作者: MasterXiong | 来源:发表于2019-07-12 15:06 被阅读0次

    Pointer Networks

    Oriol Vinyals, Meire Fortunato, Navdeep Jaitly
    Google, Berkeley
    NIPS 2015

    Introduction

    The key motivation and contribution of this work is a pointer network framework which can solve discrete mapping problems with different dictionary size across instances.

    Our model solves the problem of variable size output dictionaries using a recently proposed mechanism of neural attention.

    The method is to

    use attention as a pointer to select a member of the input sequence as the output.
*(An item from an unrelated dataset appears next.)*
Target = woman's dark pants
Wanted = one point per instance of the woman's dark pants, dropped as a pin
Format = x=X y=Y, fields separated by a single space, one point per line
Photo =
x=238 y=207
    This work provides a new approach to solve discrete optimization problems with sequential model.

    Problem Setup

    This paper focuses on solving a specific type of seqence-to-sequence task in a supervised learning approach. In the training data, the inputs are planar point sets \mathcal{P} = \{ P_1, \cdots , P_n \} with n elements each, where P_i = (x_i, y_i) are the cartesian coordinates of the points. The training instances are sampled from a uniform distribution in [0, 1] \times [0, 1]. The outputs \mathcal{C}^{\mathcal{P}} = \{ C_1, \cdots , C_{m(\mathcal{P})} \} are sequences of point indices representing the solution associated to the point set \mathcal{P}.

    Models

    Sequence-to-Sequence Model

    This model learns the parameters \theta of an encoder-decoder to maximize the conditional probabilitity of the output sequence on the training samples:
    \theta^* = \mathop{\arg\max}_{\theta} \sum_{\mathcal{P}, \mathcal{C}^{\mathcal{P}}} \log{p(\mathcal{C}^{\mathcal{P}} | \mathcal{P}; \theta)} ,
    where
    p(\mathcal{C}^{\mathcal{P}} | \mathcal{P}; \theta) = \prod_{i = 1}^{m(\mathcal{P})} p_\theta (C_i | C_1, \cdots , C_{i - 1}, \mathcal{P}; \theta) .
    Note that this model makes no statistical independence assumptions, thus it is not a Markov chain.
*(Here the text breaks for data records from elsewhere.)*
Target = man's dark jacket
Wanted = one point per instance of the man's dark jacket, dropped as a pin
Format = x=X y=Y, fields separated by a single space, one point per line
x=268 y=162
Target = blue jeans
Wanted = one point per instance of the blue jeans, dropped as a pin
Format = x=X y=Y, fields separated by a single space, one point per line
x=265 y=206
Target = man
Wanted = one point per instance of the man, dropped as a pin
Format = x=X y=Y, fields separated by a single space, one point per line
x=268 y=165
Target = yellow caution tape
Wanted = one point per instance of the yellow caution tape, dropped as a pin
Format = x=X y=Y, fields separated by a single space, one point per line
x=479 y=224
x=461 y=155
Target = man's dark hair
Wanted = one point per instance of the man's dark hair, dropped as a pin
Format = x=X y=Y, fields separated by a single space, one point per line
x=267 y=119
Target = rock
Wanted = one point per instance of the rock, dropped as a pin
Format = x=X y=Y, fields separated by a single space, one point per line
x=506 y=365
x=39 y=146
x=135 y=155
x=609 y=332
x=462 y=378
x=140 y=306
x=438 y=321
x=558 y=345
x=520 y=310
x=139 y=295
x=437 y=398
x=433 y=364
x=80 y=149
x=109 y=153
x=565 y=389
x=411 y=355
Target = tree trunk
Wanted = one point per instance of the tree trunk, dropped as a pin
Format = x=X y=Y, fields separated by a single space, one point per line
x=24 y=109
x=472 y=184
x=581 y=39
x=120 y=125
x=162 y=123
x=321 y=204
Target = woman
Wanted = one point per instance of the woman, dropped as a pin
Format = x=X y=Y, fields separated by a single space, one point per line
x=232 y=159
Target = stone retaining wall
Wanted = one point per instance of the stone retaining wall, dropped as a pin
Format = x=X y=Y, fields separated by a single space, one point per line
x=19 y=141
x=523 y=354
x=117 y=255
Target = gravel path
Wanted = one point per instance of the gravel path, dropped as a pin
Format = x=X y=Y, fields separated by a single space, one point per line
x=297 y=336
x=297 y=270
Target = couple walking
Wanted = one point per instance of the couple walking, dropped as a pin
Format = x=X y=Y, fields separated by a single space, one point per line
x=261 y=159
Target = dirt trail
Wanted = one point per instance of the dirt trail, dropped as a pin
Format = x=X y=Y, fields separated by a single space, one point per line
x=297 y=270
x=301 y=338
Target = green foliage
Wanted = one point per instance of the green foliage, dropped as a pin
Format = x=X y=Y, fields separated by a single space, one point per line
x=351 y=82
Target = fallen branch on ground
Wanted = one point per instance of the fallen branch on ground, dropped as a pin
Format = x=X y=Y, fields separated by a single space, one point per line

    During inference, as the number of possible suquences grows exponentially with the sequence length, beam search is utilized to find the best possible sequence.
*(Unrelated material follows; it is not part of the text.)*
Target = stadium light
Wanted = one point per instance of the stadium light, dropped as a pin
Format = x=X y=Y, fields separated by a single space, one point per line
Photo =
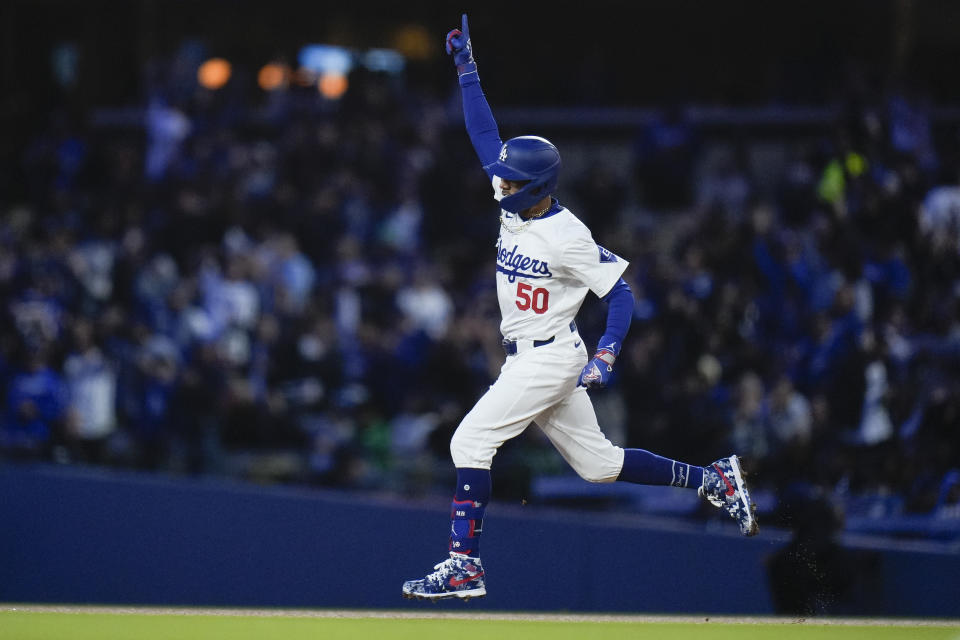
x=214 y=73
    Notice that in the standard sequence-to-sequence model, the output dictionary size for all symbols C_i is fixed and equal to n, which means that the model trained for a particular sequence length can not generalize to other sequences with different length.

    Content Based Input Attention

    The vanilla sequence-to-sequence model only uses the final state of the encoder to represent the whole input sequence, which constrains the amount of information and computation that can flow through to the decoder. The attention model augments the decoder RNNs with an attention module over the encoder states to provide further information:
    u_j^i = v^T \tanh{W_1 e_j + W_2 d_i} ,
    a^i = softmax(u^i) ,
    d'_i = \sum_{i = 1}^n = a_j^i e_j ,
    where e_j and d_i are encoder state and decoder state respectively. d'_i and d_i are concatenated and used as the hidden state for prediction and input to the next time step.

    Pointer Network

    The pointer network simplifies the attention mechanism by normalizing the vector u^i to be an output distribution over the dictionary of inputs, which guarantees that the dictionary size is always consistent with the input dictionary size:
    p(C_i | C_1, \cdots , C_{i - 1}, \mathcal{P}) = softmax(u^i) .

    Experiments

    The paper experiments on three different problems, i.e. convex hull, Delaunay triangulation and TSP, all relating to finding a solution with respect to a discrete input sequence.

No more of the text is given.